与党ヨルリン・ウリ党のいわゆる「改革性向」議員はもちろん、党指導部も、財政経済部(財経部)が主導する市場にやさしい政策基調を「反改革的」として、責め立てることが少なくない。

このような与党の反発は、出総制緩和などを期待していた企業の投資意欲を再び沈滞させ、「11・15対策」発表後、やや沈静気味の不動産市場に再び火種を投げかねないという恐れも出ている。

金槿泰(キム・グンテ)ウリ党議長は27日に国会で開かれた非常対策委員会会議で、「今後、政府が方向を決めてから推進する党政協議には応じない」と述べた。

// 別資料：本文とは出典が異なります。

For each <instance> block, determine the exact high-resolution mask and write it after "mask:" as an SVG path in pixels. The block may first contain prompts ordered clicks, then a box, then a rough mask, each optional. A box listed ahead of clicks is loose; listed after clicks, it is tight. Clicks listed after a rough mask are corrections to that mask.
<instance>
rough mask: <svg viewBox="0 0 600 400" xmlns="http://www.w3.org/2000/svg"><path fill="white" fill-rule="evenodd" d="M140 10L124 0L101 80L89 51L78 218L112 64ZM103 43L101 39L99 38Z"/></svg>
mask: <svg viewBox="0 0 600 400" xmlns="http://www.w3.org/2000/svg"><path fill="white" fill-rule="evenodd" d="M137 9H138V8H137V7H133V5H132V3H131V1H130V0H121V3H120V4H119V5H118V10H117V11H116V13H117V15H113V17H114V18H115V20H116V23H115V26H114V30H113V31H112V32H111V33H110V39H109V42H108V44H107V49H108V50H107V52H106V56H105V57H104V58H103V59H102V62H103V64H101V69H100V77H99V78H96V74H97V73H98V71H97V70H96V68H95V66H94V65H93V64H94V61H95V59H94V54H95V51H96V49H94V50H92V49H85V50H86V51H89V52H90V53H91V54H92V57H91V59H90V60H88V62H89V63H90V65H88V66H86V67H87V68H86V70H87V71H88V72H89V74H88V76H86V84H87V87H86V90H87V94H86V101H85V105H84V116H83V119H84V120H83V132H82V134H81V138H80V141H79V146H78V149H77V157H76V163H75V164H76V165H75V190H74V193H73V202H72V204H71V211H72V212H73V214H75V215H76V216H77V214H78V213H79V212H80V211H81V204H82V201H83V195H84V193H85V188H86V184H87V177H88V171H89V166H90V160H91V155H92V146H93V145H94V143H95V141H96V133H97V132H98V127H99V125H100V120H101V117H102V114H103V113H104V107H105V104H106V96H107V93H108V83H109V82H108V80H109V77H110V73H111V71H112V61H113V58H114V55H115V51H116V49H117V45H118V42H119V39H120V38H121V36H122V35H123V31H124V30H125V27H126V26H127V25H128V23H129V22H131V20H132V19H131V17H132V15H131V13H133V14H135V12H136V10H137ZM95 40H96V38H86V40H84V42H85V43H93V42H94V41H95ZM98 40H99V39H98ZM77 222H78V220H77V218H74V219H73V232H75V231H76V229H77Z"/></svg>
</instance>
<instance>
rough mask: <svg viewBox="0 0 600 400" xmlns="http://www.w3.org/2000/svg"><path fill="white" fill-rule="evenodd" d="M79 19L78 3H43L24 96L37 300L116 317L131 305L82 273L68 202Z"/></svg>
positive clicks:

党の意見が忠実に反映されない政府対策を「拒否」すると宣言したわけだ。

金議長の発言は、同日の党政協議で、政府の出総制改編案がウリ党の反対で事実上原点に戻ったことから現実化し始めた。

党政協議で千正培(チョン・ジョンベ)議員は、「出総制を廃止しても、企業支配構造を改善するためには、循環出資規制がなくてはならない」と強く主張した。

政府内の協議過程で、循環出資規制を取り入れようと主張した権五乗(クォン・オスン)公正取引委員長をやっと説得した財経部としては、困った状況となった。

これに対し、権五圭(クォン・オギュ)副首相兼財経部長官は、「出総制を縮小する時点で、循環出資規制という新しい規制を取り入れたら、国民と財界の反発は厳しいだろう」と憂慮した。

不動産政策と関連しても、党政間に尋常ではない気流が流れている。

秋秉直(チュ・ビョンジク)前建設交通部長官ら「不動産3人組」の退陣以降、政策の主導権を握った財経部が供給拡大を重視し、分譲原価公開など行過ぎた規制本位の政策に慎重な態度を見せるや、ウリ党が強力に反発している。

金槿泰議長は22日、党内「不動産対策および庶民住居安定のための特別委員会」会議で、「不動産政策を景気浮揚の手段と思う経済官僚たちがいるようだ」と主張した。

これは、政府不動産関係省庁特別対策チームを率いている朴炳元(パク・ビョンウォン)財経部次官が、「民間マンションにに対する分譲原価公開、分譲価格上限制、後分譲制などの規制は、供給を萎縮させるか、遅延させる副作用がある」と発表したことに対する批判の性格が濃い。

西江(ソガン)大の金ギョンファン教授(経済学)は、「与党は来年の大統領選を意識し、反市場的な分譲原価公開や後分譲制など短期的解決策だけを講じているようだ。不動産問題を根本的に解決するためには、経済省庁を中心に、供給拡大という『正攻法』を持続的に推進するしかない」と語った。